A notable shift has occurred in business debt levels since 2019. The percentage of firms carrying more than $100,000 in debt has increased significantly from 31% to 39%. Combined with the fact that 34% of firms report challenges with debt payments, this trend may indicate that small businesses are experiencing increased stress alongside higher debt levels.

Higher interest rates have also created substantial ripple effects:

  • 54% of businesses face increased debt costs
  • 37% have delayed expansion initiatives
  • 31% report decreased customer demand

Lending approval patterns

The current lending environment shows variations in approval rates across different types of financial institutions. While overall full approval rates have reached 51%—an improvement from pandemic lows but not yet at pre-pandemic levels—the combined full and partial approval rates tell a more nuanced story about market dynamics.

Credit unions and finance companies lead the market with identical 76% combined approval rates, followed closely by small banks at 75%. This clustering at the top suggests these institutions may be benefiting from their ability to make more personalized credit decisions. Online lenders hold the middle ground at 70%, while Community Development Financial Institutions (CDFIs) and large banks trail at 68% and 64% respectively.

Client satisfaction: clear market leaders

The data presents distinct patterns in client satisfaction. Credit unions and small banks lead the market:

  • Credit unions: 81% satisfaction
  • Small banks: 79% satisfaction
  • Large banks: 61% satisfaction
  • Online lenders: 40% satisfaction

These metrics underscore the enduring value of relationship-based banking models and personalized service delivery.
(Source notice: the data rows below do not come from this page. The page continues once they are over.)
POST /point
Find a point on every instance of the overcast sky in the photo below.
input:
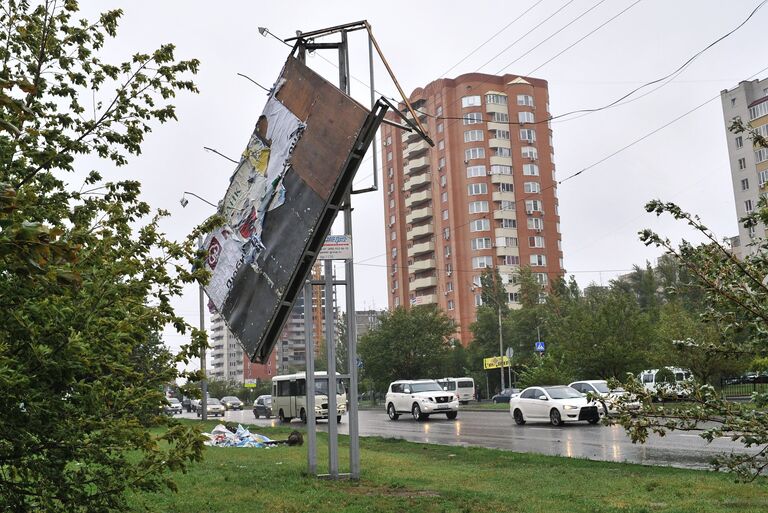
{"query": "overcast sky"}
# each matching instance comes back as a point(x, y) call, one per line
point(601, 210)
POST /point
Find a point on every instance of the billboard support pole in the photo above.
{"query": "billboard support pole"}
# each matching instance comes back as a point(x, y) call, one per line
point(310, 372)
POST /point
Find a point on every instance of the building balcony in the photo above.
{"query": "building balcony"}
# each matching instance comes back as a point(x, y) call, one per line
point(501, 161)
point(418, 180)
point(504, 214)
point(423, 283)
point(418, 214)
point(507, 250)
point(416, 148)
point(418, 197)
point(503, 196)
point(499, 178)
point(494, 107)
point(422, 265)
point(421, 249)
point(420, 231)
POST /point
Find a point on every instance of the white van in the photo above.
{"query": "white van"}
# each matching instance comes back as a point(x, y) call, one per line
point(666, 379)
point(464, 388)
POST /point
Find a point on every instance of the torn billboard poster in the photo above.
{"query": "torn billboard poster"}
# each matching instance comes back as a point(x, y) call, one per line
point(281, 202)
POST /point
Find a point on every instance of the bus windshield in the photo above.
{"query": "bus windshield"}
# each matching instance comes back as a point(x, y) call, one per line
point(321, 386)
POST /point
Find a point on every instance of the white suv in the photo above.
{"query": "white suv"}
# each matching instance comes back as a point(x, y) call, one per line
point(420, 398)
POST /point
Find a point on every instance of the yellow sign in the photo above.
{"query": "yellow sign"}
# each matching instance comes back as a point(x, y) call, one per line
point(494, 362)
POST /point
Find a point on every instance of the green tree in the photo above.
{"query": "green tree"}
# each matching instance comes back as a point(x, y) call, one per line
point(407, 344)
point(87, 276)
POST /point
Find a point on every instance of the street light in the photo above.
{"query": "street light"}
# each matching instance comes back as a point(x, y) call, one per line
point(204, 381)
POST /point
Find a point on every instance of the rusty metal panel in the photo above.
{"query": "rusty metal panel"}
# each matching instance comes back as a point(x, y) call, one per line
point(281, 203)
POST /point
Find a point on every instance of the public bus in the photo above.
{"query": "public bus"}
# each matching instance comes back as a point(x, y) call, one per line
point(289, 396)
point(464, 388)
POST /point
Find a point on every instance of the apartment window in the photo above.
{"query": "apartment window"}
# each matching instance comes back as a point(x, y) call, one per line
point(474, 153)
point(532, 187)
point(479, 225)
point(500, 117)
point(500, 169)
point(506, 242)
point(476, 207)
point(473, 136)
point(481, 243)
point(496, 99)
point(525, 99)
point(472, 118)
point(470, 101)
point(482, 262)
point(510, 260)
point(532, 206)
point(474, 189)
point(531, 169)
point(506, 205)
point(473, 171)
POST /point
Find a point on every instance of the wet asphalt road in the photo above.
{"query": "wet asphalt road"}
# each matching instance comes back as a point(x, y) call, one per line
point(497, 430)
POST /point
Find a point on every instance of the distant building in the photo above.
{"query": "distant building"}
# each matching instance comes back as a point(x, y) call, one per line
point(749, 165)
point(485, 196)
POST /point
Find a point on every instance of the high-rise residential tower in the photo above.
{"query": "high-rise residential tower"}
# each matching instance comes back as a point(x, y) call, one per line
point(749, 165)
point(484, 196)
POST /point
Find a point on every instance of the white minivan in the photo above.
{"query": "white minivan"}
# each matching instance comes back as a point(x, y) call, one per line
point(668, 380)
point(464, 388)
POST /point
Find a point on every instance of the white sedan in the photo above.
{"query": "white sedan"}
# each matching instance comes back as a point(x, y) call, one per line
point(554, 404)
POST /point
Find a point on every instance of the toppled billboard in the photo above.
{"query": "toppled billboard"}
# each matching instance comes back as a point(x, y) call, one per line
point(281, 202)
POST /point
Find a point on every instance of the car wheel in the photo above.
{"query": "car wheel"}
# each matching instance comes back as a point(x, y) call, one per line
point(554, 418)
point(416, 413)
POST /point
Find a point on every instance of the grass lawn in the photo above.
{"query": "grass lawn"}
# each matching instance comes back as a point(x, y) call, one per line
point(400, 476)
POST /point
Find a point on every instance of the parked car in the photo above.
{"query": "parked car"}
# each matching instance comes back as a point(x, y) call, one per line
point(610, 398)
point(556, 404)
point(231, 402)
point(262, 407)
point(504, 395)
point(214, 408)
point(172, 406)
point(420, 398)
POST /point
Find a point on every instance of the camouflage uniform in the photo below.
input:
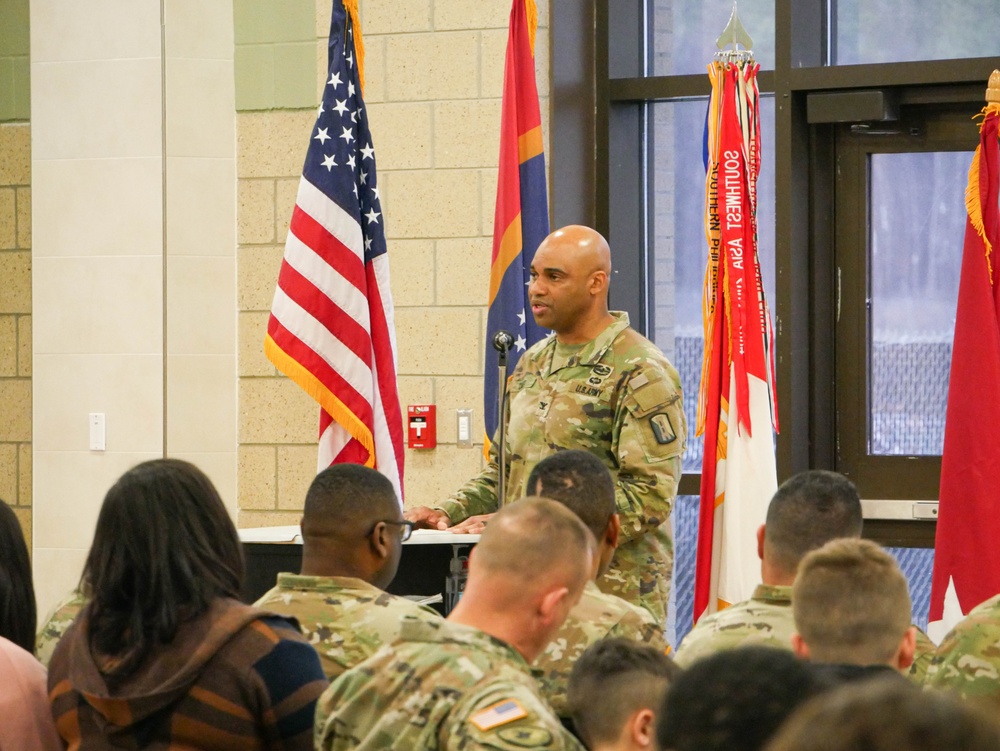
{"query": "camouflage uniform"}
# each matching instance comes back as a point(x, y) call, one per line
point(60, 619)
point(922, 658)
point(344, 618)
point(968, 659)
point(441, 686)
point(619, 398)
point(597, 616)
point(765, 619)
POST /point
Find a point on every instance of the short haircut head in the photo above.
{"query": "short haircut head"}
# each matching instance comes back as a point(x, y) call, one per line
point(612, 680)
point(18, 614)
point(579, 481)
point(535, 540)
point(851, 603)
point(733, 700)
point(348, 499)
point(807, 511)
point(888, 715)
point(164, 549)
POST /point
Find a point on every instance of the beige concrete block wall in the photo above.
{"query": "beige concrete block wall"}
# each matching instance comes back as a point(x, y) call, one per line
point(15, 320)
point(433, 87)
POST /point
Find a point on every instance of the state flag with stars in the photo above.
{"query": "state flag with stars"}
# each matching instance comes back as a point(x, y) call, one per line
point(331, 327)
point(521, 219)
Demographic insights and market opportunities

Financing demand shows notable variation across different market segments. New businesses (0-2 years) demonstrate the highest demand at 76% seeking financing, followed by businesses owned by individuals aged 35-44 at 70%. The data also reveals robust financing demand among diverse ownership groups:

  • Black-owned firms: 71%
  • Hispanic-owned firms: 68%
  • Asian-owned firms: 66%
  • LGBTQ-owned firms: 69%
  • Veteran-owned firms: 65%

Challenges and business responses

Small businesses continue to navigate complex operational and financial challenges that directly impact their financial health and borrowing needs. The data reveals the primary pressure points that are reshaping how businesses operate and manage their finances. They face three primary operational challenges:

  • 54% encounter hiring and retention difficulties
  • 53% struggle with customer acquisition and sales growth
  • 41% continue managing supply chain disruptions

They also face the following financial headwinds:

  • 77% struggle with rising costs in goods, services, and wages
  • 52% report uneven cash flow
  • 49% report weak sales
  • 34% experience difficulty making payments on debt
  • 29% do not have sufficient access to credit 

In response, businesses have implemented various adjustments to their operations:

  • 54% have increased prices
  • 53% have utilized personal funds
  • 51% have deployed cash reserves
  • 40% borrowed capital for their business
  • 34% downsized

Strategic opportunities ahead

For small business lenders and other organizations that support the small business ecosystem, this market intelligence presents clear strategic opportunities. The data suggests successful engagement with small business clients requires:

  • Tailored financing solutions that acknowledge varying debt capacities
  • Specialized programs targeting high-demand segments
  • Enhanced support services addressing operational challenges
  • Relationship-based approaches that drive higher satisfaction rates
  • Partnerships with organizations like Grow America that can lend to businesses that fall outside of traditional banking criteria. If you’re interested in becoming a Grow America partner, you can get started here using the partnership inquiry form below.

As the market continues to evolve, small business lenders that align their partnerships, services, and loan product offerings with these emerging trends will be best positioned to capture market share and develop lasting banking relationships that support small business growth and success.